In contrast to your assertions about the effect of general economic conditions on our business, Yahoo!’s business forecasts are consistent with what we outlined in our last earnings call. As you know, we recently reaffirmed our Q1 and full year guidance, which is a testament to our ability to perform in line with our expectations despite the current economic environment. In addition, our three-year financial and strategic plan which we have made public demonstrates significant potential upside not previously communicated to the financial markets. This plan has received positive feedback from our stockholders, further strengthening the view that Yahoo! is worth well more as a standalone company than the value offered in your proposal, and would be even more valuable to Microsoft. Your own statements have made clear the strategic importance of Yahoo!’s substantial assets and capabilities to Microsoft.

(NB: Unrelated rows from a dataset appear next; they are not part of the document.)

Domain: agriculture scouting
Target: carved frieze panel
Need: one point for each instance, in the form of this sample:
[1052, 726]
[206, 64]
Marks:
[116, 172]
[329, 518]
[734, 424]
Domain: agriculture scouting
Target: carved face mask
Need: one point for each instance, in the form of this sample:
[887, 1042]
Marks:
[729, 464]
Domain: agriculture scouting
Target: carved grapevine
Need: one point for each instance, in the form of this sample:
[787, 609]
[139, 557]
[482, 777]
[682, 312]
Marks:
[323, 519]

In this section it’s interesting to note both the new information that Steve Ballmer has been personally involved in talks with Yahoo!, and that there seems to be a bit of a jab at him for not negotiating via the talks and not the media:

We regret to say that your letter mischaracterizes the nature of our discussions with you. We have had constructive conversations together regarding a variety of topics, including integration and regulatory issues. Your comment that we have refused to enter into negotiations to conclude an agreement are particularly curious given we have already rejected your initial proposal, nominally $31 per share at the time, for substantially undervaluing Yahoo! and your suggestions in your letter and the media that you are considering lowering the value of your proposal. Moreover, Steve, you personally attended two of these meetings and could have advanced discussions in any way you saw fit.

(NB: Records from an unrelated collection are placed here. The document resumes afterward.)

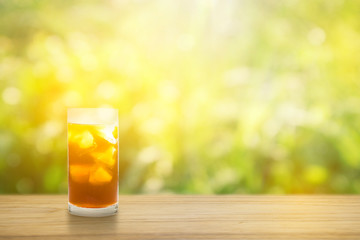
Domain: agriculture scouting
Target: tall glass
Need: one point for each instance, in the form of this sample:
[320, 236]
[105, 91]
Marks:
[93, 161]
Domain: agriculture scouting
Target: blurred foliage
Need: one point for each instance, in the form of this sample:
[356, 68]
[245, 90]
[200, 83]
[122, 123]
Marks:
[214, 96]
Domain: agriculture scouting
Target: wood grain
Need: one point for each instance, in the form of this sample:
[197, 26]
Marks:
[186, 217]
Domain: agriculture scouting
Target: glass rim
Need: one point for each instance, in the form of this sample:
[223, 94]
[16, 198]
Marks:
[92, 115]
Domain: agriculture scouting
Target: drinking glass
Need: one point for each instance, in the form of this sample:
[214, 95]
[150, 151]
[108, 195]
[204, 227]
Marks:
[92, 136]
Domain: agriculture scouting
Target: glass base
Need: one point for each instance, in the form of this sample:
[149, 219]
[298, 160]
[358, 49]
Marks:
[93, 212]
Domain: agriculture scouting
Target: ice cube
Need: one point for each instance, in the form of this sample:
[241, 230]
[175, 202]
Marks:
[83, 139]
[79, 173]
[105, 157]
[106, 133]
[99, 176]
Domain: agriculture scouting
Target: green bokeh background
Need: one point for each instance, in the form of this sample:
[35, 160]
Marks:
[214, 97]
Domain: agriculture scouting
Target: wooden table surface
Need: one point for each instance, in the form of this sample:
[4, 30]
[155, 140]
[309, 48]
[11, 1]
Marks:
[186, 217]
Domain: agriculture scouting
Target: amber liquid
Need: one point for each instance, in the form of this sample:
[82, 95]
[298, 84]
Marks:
[93, 165]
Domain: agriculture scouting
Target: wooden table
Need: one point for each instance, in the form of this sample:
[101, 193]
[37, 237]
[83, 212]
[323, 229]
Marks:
[186, 217]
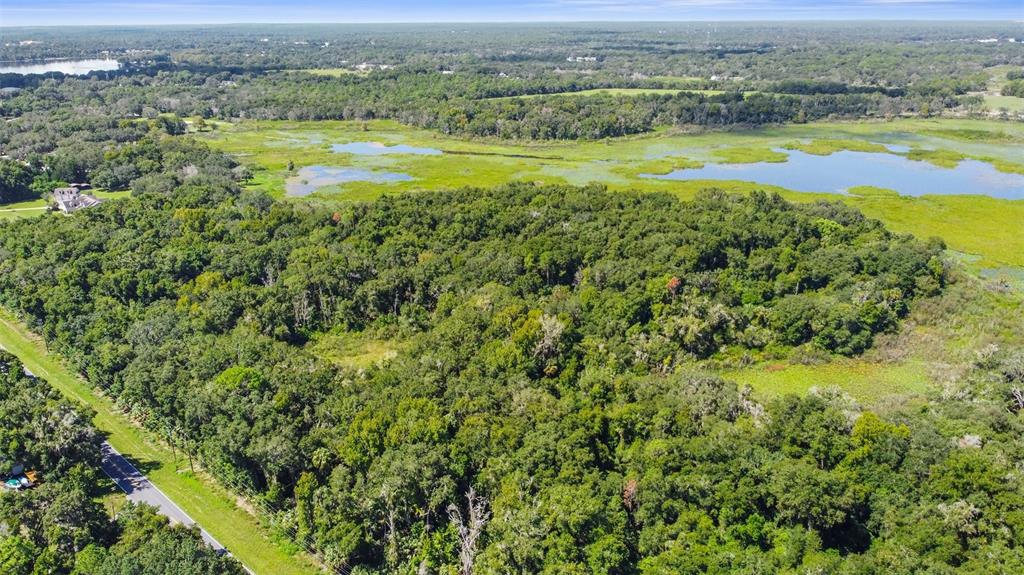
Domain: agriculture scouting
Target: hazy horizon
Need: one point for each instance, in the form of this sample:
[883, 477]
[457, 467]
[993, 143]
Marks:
[31, 13]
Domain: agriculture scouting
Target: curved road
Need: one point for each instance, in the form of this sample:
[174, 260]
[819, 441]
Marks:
[139, 489]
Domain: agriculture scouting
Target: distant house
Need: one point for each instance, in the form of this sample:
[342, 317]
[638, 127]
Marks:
[71, 198]
[19, 479]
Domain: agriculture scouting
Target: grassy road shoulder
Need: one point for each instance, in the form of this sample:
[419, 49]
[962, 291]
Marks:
[211, 505]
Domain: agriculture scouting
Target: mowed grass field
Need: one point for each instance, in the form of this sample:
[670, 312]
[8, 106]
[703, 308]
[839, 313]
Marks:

As to antitrust, we have discussed with you our concerns. Any transaction between us would result in a thorough regulatory review in multiple jurisdictions. As a follow up to a recent meeting among our respective legal advisors we had on this topic, and at your request, we provided to you on March 28 a list of additional information we would need to further our understanding of the regulatory issues associated with any transaction. To date, you have still not provided any of the requested information.

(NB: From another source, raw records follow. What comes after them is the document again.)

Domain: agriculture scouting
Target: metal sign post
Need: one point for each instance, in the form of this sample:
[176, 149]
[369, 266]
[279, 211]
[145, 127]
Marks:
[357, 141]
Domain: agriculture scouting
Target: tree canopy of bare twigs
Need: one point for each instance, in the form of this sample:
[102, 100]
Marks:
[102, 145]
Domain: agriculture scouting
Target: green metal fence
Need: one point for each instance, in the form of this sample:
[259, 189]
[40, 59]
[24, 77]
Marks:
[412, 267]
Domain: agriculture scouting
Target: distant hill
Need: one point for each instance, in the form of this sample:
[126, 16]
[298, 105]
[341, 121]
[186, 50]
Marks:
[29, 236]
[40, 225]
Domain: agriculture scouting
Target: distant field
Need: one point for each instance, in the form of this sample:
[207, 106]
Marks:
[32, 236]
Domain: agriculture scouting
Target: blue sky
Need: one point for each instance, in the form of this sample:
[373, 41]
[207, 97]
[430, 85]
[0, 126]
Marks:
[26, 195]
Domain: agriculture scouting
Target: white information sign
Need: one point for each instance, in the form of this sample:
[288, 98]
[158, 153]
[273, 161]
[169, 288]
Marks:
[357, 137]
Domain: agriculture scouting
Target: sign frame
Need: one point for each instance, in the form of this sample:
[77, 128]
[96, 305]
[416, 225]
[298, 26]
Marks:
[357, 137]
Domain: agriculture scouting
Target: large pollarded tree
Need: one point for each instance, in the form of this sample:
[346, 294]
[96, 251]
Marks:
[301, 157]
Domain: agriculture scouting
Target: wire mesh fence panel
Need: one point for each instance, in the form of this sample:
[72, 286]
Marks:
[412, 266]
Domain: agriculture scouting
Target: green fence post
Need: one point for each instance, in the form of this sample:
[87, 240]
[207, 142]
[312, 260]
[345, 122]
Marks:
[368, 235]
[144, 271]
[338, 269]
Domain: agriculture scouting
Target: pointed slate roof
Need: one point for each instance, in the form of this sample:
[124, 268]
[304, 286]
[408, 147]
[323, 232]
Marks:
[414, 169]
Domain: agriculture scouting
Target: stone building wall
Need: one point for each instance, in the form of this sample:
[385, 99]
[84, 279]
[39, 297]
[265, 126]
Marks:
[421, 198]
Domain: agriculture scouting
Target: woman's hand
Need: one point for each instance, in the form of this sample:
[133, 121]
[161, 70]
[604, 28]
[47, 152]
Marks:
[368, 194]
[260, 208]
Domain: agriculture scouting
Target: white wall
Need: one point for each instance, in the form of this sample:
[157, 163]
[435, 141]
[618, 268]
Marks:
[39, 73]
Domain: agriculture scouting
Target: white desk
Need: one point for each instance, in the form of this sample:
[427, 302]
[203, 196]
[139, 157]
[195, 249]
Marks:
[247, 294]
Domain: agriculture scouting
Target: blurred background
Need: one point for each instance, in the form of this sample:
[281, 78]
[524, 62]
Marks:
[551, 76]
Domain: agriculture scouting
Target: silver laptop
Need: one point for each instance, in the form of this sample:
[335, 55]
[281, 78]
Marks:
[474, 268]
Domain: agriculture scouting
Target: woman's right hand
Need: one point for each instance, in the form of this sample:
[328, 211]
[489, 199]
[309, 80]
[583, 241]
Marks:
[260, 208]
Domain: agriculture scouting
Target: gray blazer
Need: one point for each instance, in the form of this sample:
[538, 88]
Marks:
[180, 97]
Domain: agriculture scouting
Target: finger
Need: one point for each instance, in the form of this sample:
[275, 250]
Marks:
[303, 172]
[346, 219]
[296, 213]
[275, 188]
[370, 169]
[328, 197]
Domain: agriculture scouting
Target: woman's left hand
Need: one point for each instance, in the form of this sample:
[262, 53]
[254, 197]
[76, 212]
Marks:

Yahoo! concludes by stating that it is not opposed to a deal, just not the current deal on the table:

In conclusion, please allow us to restate our position, so there can be no confusion. We are open to all alternatives that maximize stockholder value. To be clear, this includes a transaction with Microsoft if it represents a price that fully recognizes the value of Yahoo! on a standalone basis and to Microsoft, is superior to our other alternatives, and provides certainty of value and certainty of closing. Lastly, we are steadfast in our commitment to choosing a path that maximizes stockholder value and we will not allow you or anyone else to acquire the company for anything less than its full value.

The ball is back in Ballmer’s court….

                                  
Posted April 7th, 2008 at 11:45 pm
Category: News
Tags: MSFT-YHOO
  • oli.burgess

    I have to say, I agree with Yahoo!. It has a strong foothold in the asian markets, its website is the no. 1 visited in the world, and it has good advertising and mobile internet technologies. I don’t think that because its search share is declining that its prospects are non-existent. It is now up to Ballmer to sweeten the bid so that the takeover is peaceful and executed soon. (BTW don’t you think he looks like Freddy Krueger from Nightmare on Elm Street?)